Hey, you got it, great!
> However, given pythonic is a loaded term (beauty is in the eye of the
> beholder), I'd personally say that there's some elements of your syntax
> that suprise me, especially given the (IMO valid) approach of not being
> able to access inside the pardef.
>
> Since there are some strong similarities between what you've written and
> Kamaelia it seems sensible to discuss them.
>
> If you have your pardef:
> pardef (self, , arguments...):
> self.send(, , arguments)
> self.receive(, arguments)
> return arguments
> yield arguments
>
> This maps to this: (in your terms :) )
>
> class ():
> Inboxes = [ , , ] # Explicit is better than implicit
> Outboxes = [ , , ] # There are defaults available...
> def __init__(self, arguments ...):
> // standard initialisation //
> super(, self).__init__()
>
> def main(self):
> // local
> // Initialisation
> while 1:
> do stuff
> yield //some value// (relinquish control to scheduler)
> return
> // We don't have the concept of a result, though this
>would be useful, though we do have something
>similar so this would be doable //
>
> Inboxes and Outboxes are used as declarations to allow the baseclass
> (component) to initialise some datastructures for communications. These
> declarations are actually any iterable, and these days we tend to use
> dictionaries because it simplifies documentation.
Yes, it would map in a more detailed level to a class of some kind with
the methods indicated. Although, I'm imagining that for different base classes, the init and main loops would be implemented in
different ways. Different types of communication channels (shared
memory copies, file based pickling, socket communication, and so on)
would also have different implementations as well, beyond Inboxes and
Outboxes. This could make for some much more complicated base classes.

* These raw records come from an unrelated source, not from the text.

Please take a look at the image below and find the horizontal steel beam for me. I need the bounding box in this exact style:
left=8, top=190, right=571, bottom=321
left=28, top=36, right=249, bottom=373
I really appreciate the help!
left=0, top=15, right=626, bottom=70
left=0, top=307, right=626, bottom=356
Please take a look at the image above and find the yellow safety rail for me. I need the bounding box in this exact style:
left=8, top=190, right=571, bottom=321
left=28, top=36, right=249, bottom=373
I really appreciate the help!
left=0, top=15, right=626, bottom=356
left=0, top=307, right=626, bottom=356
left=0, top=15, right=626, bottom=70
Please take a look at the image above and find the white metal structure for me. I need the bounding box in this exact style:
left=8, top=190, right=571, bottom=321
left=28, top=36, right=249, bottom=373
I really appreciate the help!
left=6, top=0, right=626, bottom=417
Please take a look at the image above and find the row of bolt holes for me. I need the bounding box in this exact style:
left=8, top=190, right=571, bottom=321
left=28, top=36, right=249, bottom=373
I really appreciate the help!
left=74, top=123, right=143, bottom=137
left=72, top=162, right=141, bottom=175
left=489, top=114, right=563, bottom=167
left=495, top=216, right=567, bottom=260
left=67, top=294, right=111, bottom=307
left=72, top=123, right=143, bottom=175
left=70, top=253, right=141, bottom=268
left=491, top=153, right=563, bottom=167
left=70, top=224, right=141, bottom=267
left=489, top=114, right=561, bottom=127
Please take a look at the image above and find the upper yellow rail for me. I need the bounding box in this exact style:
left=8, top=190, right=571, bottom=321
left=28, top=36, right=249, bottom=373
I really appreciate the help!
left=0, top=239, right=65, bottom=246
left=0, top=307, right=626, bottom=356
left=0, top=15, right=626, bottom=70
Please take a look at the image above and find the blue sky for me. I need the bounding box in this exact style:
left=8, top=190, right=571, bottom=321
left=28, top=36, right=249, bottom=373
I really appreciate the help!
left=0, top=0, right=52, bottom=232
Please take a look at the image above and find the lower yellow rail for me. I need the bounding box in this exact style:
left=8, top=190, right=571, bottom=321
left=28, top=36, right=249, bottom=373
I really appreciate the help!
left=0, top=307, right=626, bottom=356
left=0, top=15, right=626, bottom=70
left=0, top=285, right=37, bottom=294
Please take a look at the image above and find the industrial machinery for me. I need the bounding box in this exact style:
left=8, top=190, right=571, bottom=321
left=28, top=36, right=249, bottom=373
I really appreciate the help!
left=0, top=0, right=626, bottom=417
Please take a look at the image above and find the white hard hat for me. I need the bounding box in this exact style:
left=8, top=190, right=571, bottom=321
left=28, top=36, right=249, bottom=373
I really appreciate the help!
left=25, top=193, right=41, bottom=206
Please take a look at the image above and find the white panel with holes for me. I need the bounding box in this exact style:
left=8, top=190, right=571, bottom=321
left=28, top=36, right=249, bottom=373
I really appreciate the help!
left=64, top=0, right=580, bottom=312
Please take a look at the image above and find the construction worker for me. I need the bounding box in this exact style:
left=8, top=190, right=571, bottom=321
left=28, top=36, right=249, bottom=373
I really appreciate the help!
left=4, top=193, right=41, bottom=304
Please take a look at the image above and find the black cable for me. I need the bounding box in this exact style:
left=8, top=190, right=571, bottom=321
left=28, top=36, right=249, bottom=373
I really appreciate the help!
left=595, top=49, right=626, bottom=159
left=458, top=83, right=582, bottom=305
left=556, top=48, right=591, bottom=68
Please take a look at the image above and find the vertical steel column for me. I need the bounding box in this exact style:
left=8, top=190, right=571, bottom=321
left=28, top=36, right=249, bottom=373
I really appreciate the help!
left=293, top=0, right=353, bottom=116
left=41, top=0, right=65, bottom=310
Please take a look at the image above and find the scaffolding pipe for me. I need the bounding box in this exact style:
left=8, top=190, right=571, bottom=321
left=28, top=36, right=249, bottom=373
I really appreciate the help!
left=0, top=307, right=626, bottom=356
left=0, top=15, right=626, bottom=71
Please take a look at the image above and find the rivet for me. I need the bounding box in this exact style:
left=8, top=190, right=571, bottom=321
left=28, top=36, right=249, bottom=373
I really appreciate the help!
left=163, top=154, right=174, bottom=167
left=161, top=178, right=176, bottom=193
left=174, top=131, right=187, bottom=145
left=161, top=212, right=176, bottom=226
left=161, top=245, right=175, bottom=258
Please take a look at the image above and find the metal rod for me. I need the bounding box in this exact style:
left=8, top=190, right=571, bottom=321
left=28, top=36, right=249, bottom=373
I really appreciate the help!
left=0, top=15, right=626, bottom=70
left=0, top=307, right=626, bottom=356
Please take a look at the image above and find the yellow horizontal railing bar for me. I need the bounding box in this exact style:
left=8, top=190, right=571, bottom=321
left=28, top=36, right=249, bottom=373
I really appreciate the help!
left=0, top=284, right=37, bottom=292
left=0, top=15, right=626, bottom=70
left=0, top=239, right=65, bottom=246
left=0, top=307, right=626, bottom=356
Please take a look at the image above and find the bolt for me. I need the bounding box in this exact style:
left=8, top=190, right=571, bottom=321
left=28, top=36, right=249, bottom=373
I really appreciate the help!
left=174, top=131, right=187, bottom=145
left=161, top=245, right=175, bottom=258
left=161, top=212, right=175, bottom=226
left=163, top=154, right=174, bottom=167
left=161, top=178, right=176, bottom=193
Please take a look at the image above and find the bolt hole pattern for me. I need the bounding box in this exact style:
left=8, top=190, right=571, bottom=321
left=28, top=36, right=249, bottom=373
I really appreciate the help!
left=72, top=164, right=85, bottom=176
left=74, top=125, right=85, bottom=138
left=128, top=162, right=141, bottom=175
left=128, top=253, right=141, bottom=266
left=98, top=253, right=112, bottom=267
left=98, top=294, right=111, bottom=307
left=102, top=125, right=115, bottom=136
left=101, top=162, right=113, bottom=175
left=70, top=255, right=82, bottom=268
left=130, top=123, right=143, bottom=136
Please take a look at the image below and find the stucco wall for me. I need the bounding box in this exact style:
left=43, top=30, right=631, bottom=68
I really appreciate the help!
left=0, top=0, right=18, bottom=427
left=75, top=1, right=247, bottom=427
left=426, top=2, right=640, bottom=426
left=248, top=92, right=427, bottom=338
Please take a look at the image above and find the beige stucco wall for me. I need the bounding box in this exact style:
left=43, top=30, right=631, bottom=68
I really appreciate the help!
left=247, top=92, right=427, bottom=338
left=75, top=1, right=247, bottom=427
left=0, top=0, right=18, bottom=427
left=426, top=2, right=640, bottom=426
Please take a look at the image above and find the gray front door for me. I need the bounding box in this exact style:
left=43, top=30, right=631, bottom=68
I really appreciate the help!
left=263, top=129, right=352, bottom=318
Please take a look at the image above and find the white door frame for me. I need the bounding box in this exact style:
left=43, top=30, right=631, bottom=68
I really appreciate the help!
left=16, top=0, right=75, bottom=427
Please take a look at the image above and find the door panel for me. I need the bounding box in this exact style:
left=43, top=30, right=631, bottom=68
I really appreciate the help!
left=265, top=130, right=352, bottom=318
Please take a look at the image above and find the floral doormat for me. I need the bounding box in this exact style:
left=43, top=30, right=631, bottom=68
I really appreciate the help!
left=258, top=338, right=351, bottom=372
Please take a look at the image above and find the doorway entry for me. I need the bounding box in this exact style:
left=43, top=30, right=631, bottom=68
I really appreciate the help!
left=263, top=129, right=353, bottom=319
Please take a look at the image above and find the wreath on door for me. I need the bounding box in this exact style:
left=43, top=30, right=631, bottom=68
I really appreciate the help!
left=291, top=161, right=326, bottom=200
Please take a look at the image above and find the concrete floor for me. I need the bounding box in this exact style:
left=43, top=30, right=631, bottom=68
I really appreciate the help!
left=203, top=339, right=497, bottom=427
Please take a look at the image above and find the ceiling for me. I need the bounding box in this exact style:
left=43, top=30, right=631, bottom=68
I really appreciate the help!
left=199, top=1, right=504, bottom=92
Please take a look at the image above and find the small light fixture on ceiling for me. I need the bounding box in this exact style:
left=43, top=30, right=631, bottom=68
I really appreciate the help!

It also suggests some problems, notably that of coercing different
messages from different types of base classes (i.e., suppose the
standard library os and system classes get implemented as threads, but
you still want to send and receive messages to and from them from
processes and clustered processes).
>
> An example here might control the behaviour of a sprite onscreen. So,
> suppose we have a sprite:
>
>
> Unlike your system, our components (your pardefs), don't know
> about each other and only talk to inboxes AND outboxes - these
> are connected at a higher level by something enclosing them.
>
> Graphline(
> Walker = SimpleSprite(walkerImage, 10,10),
> WalkerLogic = WalkInASquare(10,10,400,400,50),
> linkages = {
>("WalkerLogic", "position") : ("Walker", "position"),
>("WalkerLogic", "orientation") : ("Walker", "rotation"),
> }
> )
>
> This graphline can then be activated or run like any other component.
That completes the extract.